Anyway, Hagar and I were just disgusting to behold. We couldn't keep our hands off each other. It was so unlike me to be so hung up on a guy that wingman #2 decided to immortalize our love with her picture phone.

Now it's all I have left of him. When I woke up the next morning...and not thinking...took a shower...he was gone.

Yo ho.

12 keep(s) me blogging:

Jen said...

Stupid fucktardjosh. All the way to Rock Bottom. Literally, rock bottom. But that aside, Hagar was a rogue and one with the sea. Is it any wonder that he disappeared with the water? Thank God wingman #2 took a pic.

INAMINI said...

Was poor Hagar Danish? Was he taller than 5'2", and therefore smart? At least Hagar had a few drinks with you!

apterix55 said...

When I was in college, one of the guys in the dorm, an artist, drew a "tatoo" on my arm with black, blue and red felt pens. It was an awesome piece of art; a screaming eagle holding a waving American flag in it's talons. It was so cool I didn't shower for two days! By the third day, art finally had to yield to personal hygiene. It didn't last very long, but at least it didn't hurt!!

AxAtlas said...

Good grub at Rock Bottom Brewery.
Playing wingman is fun.
That's all I can say on this splendid S.A.T.U.R.D.A.Y morning at 8am CST.

yer pal,

axatlas (aka "snoot snooty hog")

sarah said...

Speaking of pirates...I hear there's a Pirate festival in St. Johns on Sept 23rd. I will be there. I will have an eye patch. I will sing and swashbuckle. (not a clue what swashbuckle means) The point? You should go. Maybe that's where Hagar went.

slaghammer said...

What rule did Josh infract to earn the title "fucktard"?

d said...

i remember when i thought i wanted to be a pirate. but then there was the whole sea-sickness thing i couldn't get over. and it really never sounds right when i call someone "matey"
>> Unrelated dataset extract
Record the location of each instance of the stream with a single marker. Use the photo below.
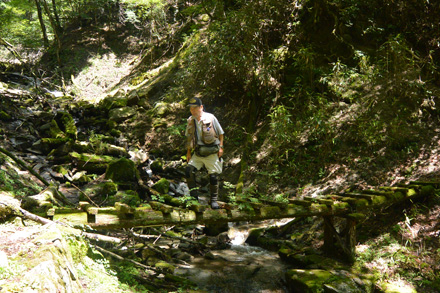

god. what the hell was i thinking? i should have been a bounty hunter. bounty hunters are like pirates of the land. except they don't rape and pillage. or was that the vikings? pirates are more of a swashbuckling bunch, aren't they. i should open a swashbuckling school.

Kara said...

jen - there's nothing more to put it perfectly

inamini - we never got to wasn't that kind of night, you know what I mean? Yes, he had drinks...but guess who had to pay for them???
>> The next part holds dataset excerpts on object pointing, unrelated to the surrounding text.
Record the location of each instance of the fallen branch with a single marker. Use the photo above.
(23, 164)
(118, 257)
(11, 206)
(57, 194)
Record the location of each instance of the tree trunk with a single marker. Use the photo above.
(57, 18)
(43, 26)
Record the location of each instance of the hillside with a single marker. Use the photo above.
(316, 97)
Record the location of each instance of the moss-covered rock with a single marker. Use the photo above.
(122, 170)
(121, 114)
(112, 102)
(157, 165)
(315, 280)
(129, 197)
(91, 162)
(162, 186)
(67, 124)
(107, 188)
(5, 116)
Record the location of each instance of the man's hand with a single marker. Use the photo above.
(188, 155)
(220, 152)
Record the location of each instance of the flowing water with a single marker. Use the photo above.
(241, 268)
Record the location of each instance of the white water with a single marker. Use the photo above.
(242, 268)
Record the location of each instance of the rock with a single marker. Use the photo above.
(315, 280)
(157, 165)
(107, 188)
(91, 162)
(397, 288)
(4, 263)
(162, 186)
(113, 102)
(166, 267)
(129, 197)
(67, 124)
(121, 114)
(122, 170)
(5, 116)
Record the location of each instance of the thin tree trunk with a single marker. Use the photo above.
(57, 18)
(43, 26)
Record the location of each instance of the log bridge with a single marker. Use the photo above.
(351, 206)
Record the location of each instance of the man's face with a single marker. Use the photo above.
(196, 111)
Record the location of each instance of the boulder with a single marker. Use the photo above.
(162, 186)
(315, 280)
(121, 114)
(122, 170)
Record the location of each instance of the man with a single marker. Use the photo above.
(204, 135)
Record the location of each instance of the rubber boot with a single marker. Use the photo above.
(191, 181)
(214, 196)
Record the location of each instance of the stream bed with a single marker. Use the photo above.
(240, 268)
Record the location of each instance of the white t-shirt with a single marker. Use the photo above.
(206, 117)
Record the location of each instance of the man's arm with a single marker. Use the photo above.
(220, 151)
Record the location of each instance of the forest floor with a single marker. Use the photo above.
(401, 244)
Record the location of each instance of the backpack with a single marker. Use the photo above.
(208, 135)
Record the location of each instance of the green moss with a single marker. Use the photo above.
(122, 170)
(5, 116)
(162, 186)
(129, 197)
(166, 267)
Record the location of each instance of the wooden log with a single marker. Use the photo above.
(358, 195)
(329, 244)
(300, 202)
apterix - I must say, I'm glad to know hygiene won out

ax - you LIKED the Rock Bottom? tourist.

sarah - That sounds rad...I'd totally go to that. I think I have to be in seattle...but I'm not I might be in touch about that.

slag - the worst of them all...saying he'll call...and not doing it...fucktard! That's like, rule ONE.
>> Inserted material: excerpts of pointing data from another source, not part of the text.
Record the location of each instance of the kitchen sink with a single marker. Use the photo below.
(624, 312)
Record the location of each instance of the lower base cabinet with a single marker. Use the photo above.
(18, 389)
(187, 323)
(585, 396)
d - but you WERE a bounty hunter! You told me so...or at least you told me you looked like one. Did you lie? Hmmm, guess you'll need some sort of prooooof.

Amy said...

My new love affair is with Wikipedia... the stores of crap on the site are incredible!

Anyway, to answer Sarah's quandry: "The term 'swashbuckler' is used to denote a particular type of character and is usually applied to fictional characters. A swashbuckler will display a strong sense of justice, an aptitude for and enjoyment of fighting, and calmness, class, and wit even during combat." -- Wikipedia

So you don't even have to be a pirate to be a swashbuckler. Though I am not sure what other circumstances in life call for sword fighting, but I digress.

Laura said...

Yeah, Hagar's quite a looker, but did he ever make your bed? Hmm? Well, did he?

Hagar 0
Eugene Boy 1

Orhan Kahn said...

Just like a pirate. Up and leave after a scurvy affair.

d said...

i'll see what i can do. going to be in the vicinity of my childhood pictures this weekend. maybe i'll make the extra effort to pick up a picture.